Multinomial logistic regression assumptions

Question

What are the proper assumptions of Multinomial Logistic Regression? And what are the best tests to satisfy these assumptions using SPSS 18?

Answer 1

The key assumption in the MNL is that the errors are independently and identically distributed with a Gumbel extreme value distribution. The problem with testing this assumption is that it is made a priori. In standard regression you fit the least-squares curve, and measure the residual error. In a logit model, you assume that the error is already in the measurement of the point, and compute a likelihood function from that assumption.

An important assumption is that the sample be exogenous. If it is choice-based, there are corrections that need to be employed.

As far as assumptions on the model itself, Train describes three:

1. Systematic, and non-random, taste variation.
2. Proportional substitution among alternatives (a consequence of the IIA property).
3. No serial correlation in the error term (panel data).

The first assumption you mostly just have to defend in the context of your problem. The third is largely the same, because the error terms are purely random.

The second is testable to a certain extent, however. If you specify a nested logit model, and it turns out that the inter-nest substitution pattern is entirely flexible ($\lambda = 1$) then you could have used the MNL model, and the IIA assumption is valid. But remember that the log-likelihood function for the nested logit model has local maxima, so you should make sure that you get $\lambda =1$ consistently.

As far as doing any of this in SPSS, I can't help you other than suggest you use the mlogit package in R instead. Sorry.

Answer 2

Assumptions:

1. Outcome follows a categorical distribution (http://en.wikipedia.org/wiki/Categorical_distribution), which is linked to the covariates via a link function as in ordinary logistic regression
2. Independence of observational units
3. Linear relation between covariates and (link-transformed) expectation of the outcome

For assumption 1 to be fulfilled, the categories of your outcome need to be exclusive (non-overlapping) and exhaustive (covering all possible forms the outcome can take).
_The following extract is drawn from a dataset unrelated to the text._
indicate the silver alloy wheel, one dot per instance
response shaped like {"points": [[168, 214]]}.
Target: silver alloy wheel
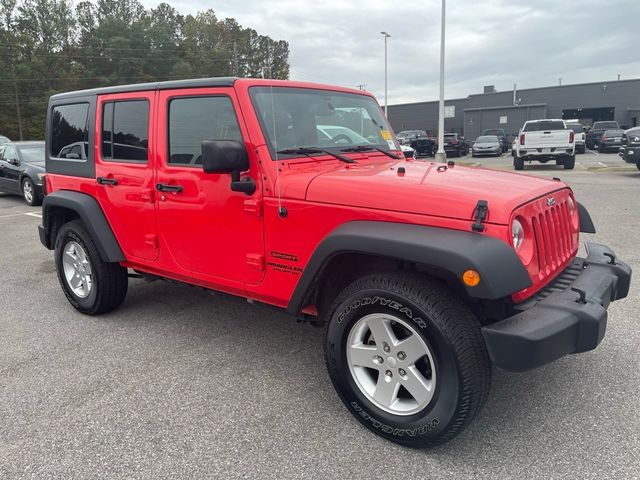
{"points": [[27, 190], [381, 363], [77, 269]]}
I don't really know if there are any proper statistical tests for assumption 2. For time-series data there is a test of autocorrelation called Durbin-Watson test. For other forms of correlated data, I think you would rather make that decision based on theoretical considerations (e.g., if your data come are derived from a cluster-sampling procedure, you would expect the data within clusters to be correlated).

As for assumption 3, in binary logistic regression you can plot binned residuals against estimated probabilities to see if the average residual is around 0 over the entire range of estimated probabilities. I suppose this can be generalized to multinomial regression by making (k-1) such plots instead for the different categories of an outcome with k categories.

EDIT:

Concerning alternative models: Assumption 1 is fairly straightforward to fulfill. You might run into trouble because you have to estimate a large number of parameters (k-1 different sets of intercepts and slope parameters). In such a case, you could for example collapse the outcome into a binary outcome and do a simple logistic regression.

If assumption 2 is violated, you could use a mixed model, which allows you to specify a dependence structure-

As for assumption 3, you could transform variables of which you suspect that they have a non-linear effect. A common transformation is for example to include age squared in health-related outcomes.

Answer 3

One of the most important practical assumptions of multinomial logistic is that the number of observations in the smallest frequency category of $Y$ is large, for example 10 times the number of parameters from the right hand side of the model.

Answer 4

@h_bauer has provided a good answer. Let me add a small complementary point: You can also test for a curvilinear relationship by adding curvilinear terms and performing a nested model test. For example, imagine you have $X_1$ as an explanatory variable, but you aren't sure whether the relationship between it and the link transformed expectation is a straight line. You could form a new model by adding $X_1^2$, and $X_1^3$, and then test to see if your new model fits better than your original model.

Another assumption of generalized linear models, like the multinomial logistic, is that the link function is correct. Strictly speaking, multinomial logistic regression uses only the logit link, but there are other multinomial model possibilities, such as the multinomial probit. Many people (somewhat sloppily) refer to any such model as "logistic" meaning only that the response variable is categorical, but the term really only properly refers to the logit link. For more on links, it may help you to read my answer here: Difference between logit and probit models.

Regarding addressing violations of these assumptions, it is mostly self-explanatory. If the observations are not independent, you can add the relevant fixed or random effects to make them so. If the relationship with a predictor is not linear, you can add transformed variables so that it is linear in the augmented predictor space. If the link is not appropriate, you can change it, etc. In general, multinomial logistic regression does not make very constraining assumptions.

Answer 5

gmacfarlane has been very clear. But to be more precise, and I assume you perform a cross section analysis, the core assumption is the IIA (independence of irrelevant alternatives).
You can not force your data fit into the IIA assumption, you should test it and hope for it to be satisfied. SPSS could not handle the test until 2010 for sure. R of course does it, but it might me easier for you to migrate to Stata and implement the IIA tests provided by the mlogit postestimation commands.

If the IIA does not holds, mixed multinomial logit or nested logit are reasonable alternatives. The first one can be estimated within the gllamm, the second with the far more parsimonious nlogit command.